For more information on the new Rhino add-on for ArchiCAD, please visit the following link.
Architosh Commentary
The ArchiCAD add-on software for Rhino-to-ArchiCAD link is for ArchiCAD 18 has been in the works as a cooperative effort between Graphisoft and Nikken Sekkei. We wrote about this in early 2014 when we traveled to Japan for Graphisoft’s BIMcloud announcement. In our feature on Nikken Sekkei the discussion of Rhino’s importance came to light, so much so that the two companies had been working together to more streamline the process of bringing in Rhino models into the BIM tool the enterprise scaled architecture firm had standardized around.
MORE: Focus: Visiting Nikken Sekkei and Discussing BIM and GRAPHISOFT
Originally, Nikken Sekkei with their own software developers wrote a converter application that took Rhino models to ArchiCAD 17. The company also wrote converters between Tekla and Building3D, its own proprietary structural analysis program.
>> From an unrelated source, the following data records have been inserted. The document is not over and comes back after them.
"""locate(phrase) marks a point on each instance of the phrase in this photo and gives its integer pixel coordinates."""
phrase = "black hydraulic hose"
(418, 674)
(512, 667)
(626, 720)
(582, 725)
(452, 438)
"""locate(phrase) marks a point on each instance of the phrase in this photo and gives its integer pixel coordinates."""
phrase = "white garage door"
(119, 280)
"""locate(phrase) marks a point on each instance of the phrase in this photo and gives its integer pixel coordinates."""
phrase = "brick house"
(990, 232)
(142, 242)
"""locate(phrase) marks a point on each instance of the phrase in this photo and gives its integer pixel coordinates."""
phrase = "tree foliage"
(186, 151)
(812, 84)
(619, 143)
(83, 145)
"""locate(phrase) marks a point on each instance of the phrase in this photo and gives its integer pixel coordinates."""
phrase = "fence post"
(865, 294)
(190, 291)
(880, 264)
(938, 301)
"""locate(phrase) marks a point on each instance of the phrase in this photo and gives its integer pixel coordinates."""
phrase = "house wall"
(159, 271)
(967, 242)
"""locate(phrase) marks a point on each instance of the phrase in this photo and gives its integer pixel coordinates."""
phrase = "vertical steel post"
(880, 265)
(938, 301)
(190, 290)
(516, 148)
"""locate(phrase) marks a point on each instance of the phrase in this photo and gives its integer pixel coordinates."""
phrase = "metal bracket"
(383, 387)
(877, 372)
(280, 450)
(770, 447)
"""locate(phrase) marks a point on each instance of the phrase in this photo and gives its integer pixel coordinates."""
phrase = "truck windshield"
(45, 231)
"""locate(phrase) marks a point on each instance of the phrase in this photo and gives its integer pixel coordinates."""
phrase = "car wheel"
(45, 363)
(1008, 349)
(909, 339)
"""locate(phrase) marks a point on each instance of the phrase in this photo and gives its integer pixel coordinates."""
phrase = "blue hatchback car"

At the time, back in late March 2014, Graphisoft said that its agreement with the Japanese architecture giant meant that its cooperative custom programming efforts were non-exclusive. (see image below).
One final note about this announcement is that Rhino has been very much talked about in our feature on BIG (Bjark Ingels Group) and in fact its their primary design tool. It’s interesting that Graphisoft’s sister company, Nemetschek Vectorworks, chose an alternative path in selecting to add in the missing visual-scripting component to its onboard Parasolid-based modeling technology. What we see with the Nemetschek Group companies is that they sometimes take different paths to similar ends.